Si è spento ieri sera, 18 aprile, il papà dello storione italiano. Poco dopo le 21 di sabato se n'è andato Giacinto Giovannini, grandissimo esperto di acquacoltura, scienziato fuori dal coro, da anni iscritto al Centro nazionale di ricerche. Avrebbe compiuto 83 anni il prossimo 1 maggio. Discendente di allevatori di trote, memorabile era la presenza della sua famiglia all'uscita dei mercati, tra cui quello di Orzinuovi, con le vasche per la vendita di trote fresche. Tra i pionieri della troticoltura, i Giovannini avevano avviato allevamenti anche a Rudiano e Pumenengo, oltre che in via Convento Aguzzato, al confine tra Orzinuovi e Roccafranca, dove Giacinto è mancato l'altra sera, tenendo la mano al figlio Alberto che con la moglie Chiara lo ha accudito 24 ore al giorno negli ultimi mesi. A fine anno i primi acciacchi importanti, che non gli avevano tuttavia tolto lucidità e carattere. Poi un progressivo peggioramento fino all'altra sera. Questo colosso di umiltà e scienza ha combattuto sempre fustigando l'uomo moderno con il bastone della sua filosofia naturale, della scienza appresa sui libri e sul campo.
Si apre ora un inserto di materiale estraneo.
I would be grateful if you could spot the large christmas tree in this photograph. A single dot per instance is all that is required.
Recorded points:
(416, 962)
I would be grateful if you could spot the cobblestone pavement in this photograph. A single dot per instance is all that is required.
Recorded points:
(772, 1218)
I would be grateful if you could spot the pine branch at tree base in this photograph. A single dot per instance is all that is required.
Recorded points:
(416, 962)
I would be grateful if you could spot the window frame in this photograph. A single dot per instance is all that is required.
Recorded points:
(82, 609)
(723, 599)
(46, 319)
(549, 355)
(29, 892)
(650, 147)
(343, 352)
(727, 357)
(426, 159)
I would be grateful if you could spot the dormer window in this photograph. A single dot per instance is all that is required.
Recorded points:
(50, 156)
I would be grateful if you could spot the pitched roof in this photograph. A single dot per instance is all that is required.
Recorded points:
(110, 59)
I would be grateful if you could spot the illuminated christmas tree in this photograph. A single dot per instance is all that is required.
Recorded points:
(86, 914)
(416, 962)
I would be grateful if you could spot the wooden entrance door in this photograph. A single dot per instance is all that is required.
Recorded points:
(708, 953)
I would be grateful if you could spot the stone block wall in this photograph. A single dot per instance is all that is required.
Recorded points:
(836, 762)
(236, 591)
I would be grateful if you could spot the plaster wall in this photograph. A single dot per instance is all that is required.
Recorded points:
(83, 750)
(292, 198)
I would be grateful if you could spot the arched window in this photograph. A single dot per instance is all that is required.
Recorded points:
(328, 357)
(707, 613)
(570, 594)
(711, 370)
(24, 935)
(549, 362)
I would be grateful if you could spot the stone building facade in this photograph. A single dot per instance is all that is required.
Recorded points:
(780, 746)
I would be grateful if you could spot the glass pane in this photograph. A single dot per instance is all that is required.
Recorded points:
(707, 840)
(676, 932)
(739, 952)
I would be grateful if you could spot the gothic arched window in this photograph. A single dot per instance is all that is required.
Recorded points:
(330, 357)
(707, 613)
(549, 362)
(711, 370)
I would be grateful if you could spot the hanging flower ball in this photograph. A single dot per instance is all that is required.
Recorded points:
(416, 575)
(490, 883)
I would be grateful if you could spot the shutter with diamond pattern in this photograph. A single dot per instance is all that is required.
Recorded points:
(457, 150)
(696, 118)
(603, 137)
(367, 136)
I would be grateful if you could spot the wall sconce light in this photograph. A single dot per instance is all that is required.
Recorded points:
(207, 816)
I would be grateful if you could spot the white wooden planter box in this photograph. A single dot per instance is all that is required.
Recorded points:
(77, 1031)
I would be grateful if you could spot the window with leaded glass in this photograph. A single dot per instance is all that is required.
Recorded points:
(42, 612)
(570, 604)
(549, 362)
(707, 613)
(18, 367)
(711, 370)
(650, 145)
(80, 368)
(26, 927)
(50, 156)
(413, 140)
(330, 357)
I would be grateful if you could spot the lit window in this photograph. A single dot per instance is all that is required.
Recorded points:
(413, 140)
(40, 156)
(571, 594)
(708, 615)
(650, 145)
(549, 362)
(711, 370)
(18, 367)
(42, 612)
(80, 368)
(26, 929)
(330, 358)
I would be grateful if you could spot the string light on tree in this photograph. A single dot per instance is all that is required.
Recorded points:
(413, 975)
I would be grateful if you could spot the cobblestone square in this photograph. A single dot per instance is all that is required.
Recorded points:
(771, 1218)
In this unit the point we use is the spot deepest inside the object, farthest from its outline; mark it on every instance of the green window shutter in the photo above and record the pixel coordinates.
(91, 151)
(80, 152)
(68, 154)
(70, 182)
Un campo che nel suo caso era fatto delle grandi vasche di via Aguzzano dove riuscì a reintrodurre lo storione italiano (Acipenser naccari), un primato scientifico senza eguali. Giacinto lascia oltre ad Alberto con Chiara, i figli Sergio, con Svetlana, e John con Laura, oltre ai nipoti amatissimi e alla sorella Marta. I funerali si svolgeranno martedì 21 aprile alle 15 partendo dalla casa del commiato di via Corridoni a Orzinuovi. La veglia di preghiera sarà domani alle 17. Giacinto sarà sepolto nel cimitero di Verolanuova.